Chaque texte révèle un rapport particulier à la Syrie et aux silhouettes, presque toutes nues, presque toutes semblables, de Najah Albukai. Selon qu’ils vivent ou non dans des contextes proches de la Syrie, et selon leur manière d’aborder la langue française, les auteurs optent tantôt pour des analyses géopolitiques, tantôt pour un poème ou un récit autobiographique. Tous s’inquiètent, tous alertent. Beaucoup interrogent la place et le rôle de l’art dans le désastre syrien et, plus largement, arabe. Car nombreux sont les écrivains sollicités pour cette publication à voir dans la Syrie la métaphore, sinon du monde entier, du moins de sa partie arabe.

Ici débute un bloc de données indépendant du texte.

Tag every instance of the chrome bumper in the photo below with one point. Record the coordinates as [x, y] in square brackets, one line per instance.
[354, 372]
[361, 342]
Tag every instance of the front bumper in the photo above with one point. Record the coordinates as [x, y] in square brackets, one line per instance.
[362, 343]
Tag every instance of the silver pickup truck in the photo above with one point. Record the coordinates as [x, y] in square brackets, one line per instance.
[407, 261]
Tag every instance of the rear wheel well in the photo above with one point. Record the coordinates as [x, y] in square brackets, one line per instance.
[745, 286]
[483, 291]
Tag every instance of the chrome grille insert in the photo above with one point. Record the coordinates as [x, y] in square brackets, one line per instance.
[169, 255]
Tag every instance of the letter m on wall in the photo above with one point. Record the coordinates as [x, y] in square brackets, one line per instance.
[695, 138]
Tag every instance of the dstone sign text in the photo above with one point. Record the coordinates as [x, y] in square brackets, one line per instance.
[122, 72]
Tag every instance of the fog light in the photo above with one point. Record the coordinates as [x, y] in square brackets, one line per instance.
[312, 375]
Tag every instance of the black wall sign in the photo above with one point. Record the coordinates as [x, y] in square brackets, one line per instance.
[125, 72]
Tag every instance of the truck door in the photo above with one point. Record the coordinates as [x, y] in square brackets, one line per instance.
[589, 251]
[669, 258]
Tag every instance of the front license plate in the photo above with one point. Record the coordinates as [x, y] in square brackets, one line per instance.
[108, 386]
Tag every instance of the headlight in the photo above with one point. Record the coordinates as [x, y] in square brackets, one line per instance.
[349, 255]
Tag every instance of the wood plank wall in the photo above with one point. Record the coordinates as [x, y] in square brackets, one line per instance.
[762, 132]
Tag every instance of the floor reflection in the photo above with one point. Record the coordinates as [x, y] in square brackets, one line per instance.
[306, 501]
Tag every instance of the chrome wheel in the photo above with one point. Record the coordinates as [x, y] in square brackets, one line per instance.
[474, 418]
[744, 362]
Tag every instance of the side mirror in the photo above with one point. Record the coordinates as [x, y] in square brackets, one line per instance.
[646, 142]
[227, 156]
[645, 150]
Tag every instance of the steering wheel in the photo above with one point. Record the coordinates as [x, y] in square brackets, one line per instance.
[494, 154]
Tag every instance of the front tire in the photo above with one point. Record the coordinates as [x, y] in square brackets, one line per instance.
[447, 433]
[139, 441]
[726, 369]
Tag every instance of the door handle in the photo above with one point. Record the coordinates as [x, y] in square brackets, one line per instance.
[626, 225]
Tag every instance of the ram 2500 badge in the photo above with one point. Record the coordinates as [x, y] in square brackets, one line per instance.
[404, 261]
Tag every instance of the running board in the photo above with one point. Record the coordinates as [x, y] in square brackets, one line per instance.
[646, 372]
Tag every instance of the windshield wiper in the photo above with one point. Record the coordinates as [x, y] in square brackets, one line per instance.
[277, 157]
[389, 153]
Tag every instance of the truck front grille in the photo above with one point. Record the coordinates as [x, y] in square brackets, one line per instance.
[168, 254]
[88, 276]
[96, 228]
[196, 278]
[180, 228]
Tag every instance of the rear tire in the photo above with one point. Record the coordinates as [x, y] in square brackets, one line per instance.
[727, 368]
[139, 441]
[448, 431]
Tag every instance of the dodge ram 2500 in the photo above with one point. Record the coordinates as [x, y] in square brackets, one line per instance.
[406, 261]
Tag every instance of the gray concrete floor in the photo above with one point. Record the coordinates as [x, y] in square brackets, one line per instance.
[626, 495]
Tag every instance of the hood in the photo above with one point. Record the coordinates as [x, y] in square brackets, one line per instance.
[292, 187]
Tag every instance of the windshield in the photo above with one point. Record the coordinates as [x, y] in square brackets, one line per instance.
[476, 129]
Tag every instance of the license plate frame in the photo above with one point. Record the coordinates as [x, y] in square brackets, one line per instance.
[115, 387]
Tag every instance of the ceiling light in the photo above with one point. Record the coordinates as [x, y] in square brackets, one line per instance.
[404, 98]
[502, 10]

Pour l’écrivain marocain Mohamed Berrada, « le virus de la violence était bien là, en Syrie et dans d’autres pays arabes, comme un ver dans le fruit, et il n’a pas tardé à miner l’édifice tout entier, qui reposait d’ailleurs sur des pieds d’argile ». La littérature arabe, en particulier syrienne, est selon lui d’autant plus précieuse : elle a «récupéré la parole confisquée par le régime en place et l’a investie dans des formes esthétiques modernes». Ce que fait Najah Albukai avec ses bouleversants humains aux allures de gribouillis.

Tous Témoins****, jusqu’au 30 avril à la Galerie Fait & Cause, 58, rue Quincampoix, 75004 Paris, 01 42 74 26 36.

Tous Témoins, Najah Albukai et Farouk Mardam-Bey (dir.), Actes Sud/Pour que l’Esprit vive, 160 pages, 25 euros.